Once the samples have been run through the primary pipeline, the secondary analysis pipeline can be executed to analyse the samples in the context of any relationships between them. The user is first required to define the sample groups in a tab-delimited file (the form of the analysis can be conveniently changed by the modifying this file; see example in Table S2). Once this file is prepared, the entire pipeline can be executed by a single command. The analyses that follow include pathway analysis and the identification of significantly mutated genes, which are performed internally using Genome MuSiC; and followed by the invocation of scripts to conduct recurrent mutation analysis and to plot the final results for visualisation (including publication-quality figures).
5. Running additional utilities included in TREVA (optional).
Additional miscellaneous tools have also been included to support parallel processing and other routine tasks. These include a multi-threading controller to manage the processing of a large set of samples in parallel; a tool to detect mouse contamination in sequenced xenograft samples; a tool to conduct motif analysis around single nucleotide variations; a tool to append symbols corresponding overlapping and nearest genes; and a tool to extract the corresponding DNA sequence given as a location in a BED file.
Case Study – Melanoma Mutational Landscape
In a recently published study , TREVA was applied to exome sequence data of 34 fresh frozen primary cutaneous melanomas and matched peripheral blood, with an aim to characterise mutations in melanomas and correlate them with clinico-pathologic features. The entire analysis workflow is summarised as follows:
- Exome sequencing data was generated using an Illumina HiSeq 2000 on 34 fresh frozen melanoma tumours and matched blood (68 samples in total). Exome capture was performed using either NimbleGen EzExome V2 or Agilent SureSelect Exome V2 capture kits.
- Two gzipped fastq files containing paired short read data were obtained for each of the 68 samples, and were placed into directories with names corresponding to the sample identifier.

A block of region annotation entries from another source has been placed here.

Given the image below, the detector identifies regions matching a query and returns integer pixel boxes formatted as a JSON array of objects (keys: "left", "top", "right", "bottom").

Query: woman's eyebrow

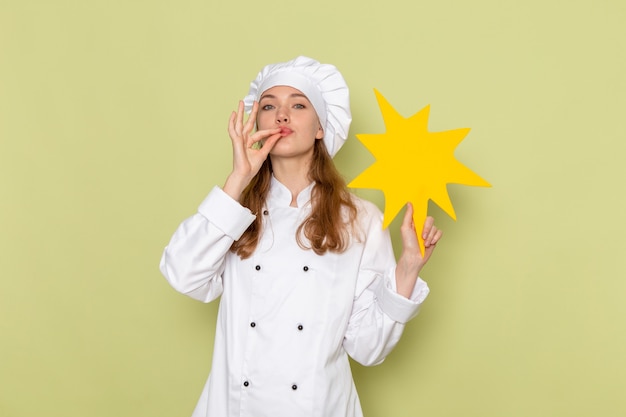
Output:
[{"left": 259, "top": 93, "right": 309, "bottom": 101}]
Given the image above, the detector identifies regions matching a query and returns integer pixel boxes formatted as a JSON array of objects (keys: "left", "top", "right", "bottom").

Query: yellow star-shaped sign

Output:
[{"left": 348, "top": 90, "right": 490, "bottom": 254}]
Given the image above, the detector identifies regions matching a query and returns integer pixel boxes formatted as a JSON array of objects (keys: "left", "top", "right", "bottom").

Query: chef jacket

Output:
[{"left": 160, "top": 178, "right": 429, "bottom": 417}]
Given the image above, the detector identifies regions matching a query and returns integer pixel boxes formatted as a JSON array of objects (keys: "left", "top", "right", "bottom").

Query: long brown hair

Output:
[{"left": 230, "top": 140, "right": 357, "bottom": 259}]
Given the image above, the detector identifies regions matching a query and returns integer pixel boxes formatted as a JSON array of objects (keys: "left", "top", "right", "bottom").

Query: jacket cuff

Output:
[
  {"left": 376, "top": 271, "right": 430, "bottom": 324},
  {"left": 198, "top": 186, "right": 256, "bottom": 240}
]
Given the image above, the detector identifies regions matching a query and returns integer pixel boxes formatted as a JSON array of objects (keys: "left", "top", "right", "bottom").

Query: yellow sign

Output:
[{"left": 348, "top": 90, "right": 491, "bottom": 254}]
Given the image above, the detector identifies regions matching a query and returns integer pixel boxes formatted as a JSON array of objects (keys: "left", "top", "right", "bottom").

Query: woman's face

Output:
[{"left": 257, "top": 85, "right": 324, "bottom": 157}]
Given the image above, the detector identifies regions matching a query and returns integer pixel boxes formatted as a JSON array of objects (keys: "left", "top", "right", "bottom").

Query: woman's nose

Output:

- Variant calling pipeline (runSomatic.sh in TREVA) was applied to each sample. All samples were processed at once using a batch controller script that comes with TREVA (cmdqueue) to limit the number of concurrent tasks.
- A tabular file defining the sample groups and clinical variables was prepared by the researcher in Excel. Clinical variables in this study included tumour anatomical site, tumour thickness, tumour subtype, solar elastosis score, pigmentation scores and BRAF/NRAS mutation status (known oncogenic drivers in melanoma).
- Cohort analysis pipeline (runCohort.py in TREVA) was then applied on the sample definition file. The script matched up sample labels with directory names to find the correct output files from individual samples.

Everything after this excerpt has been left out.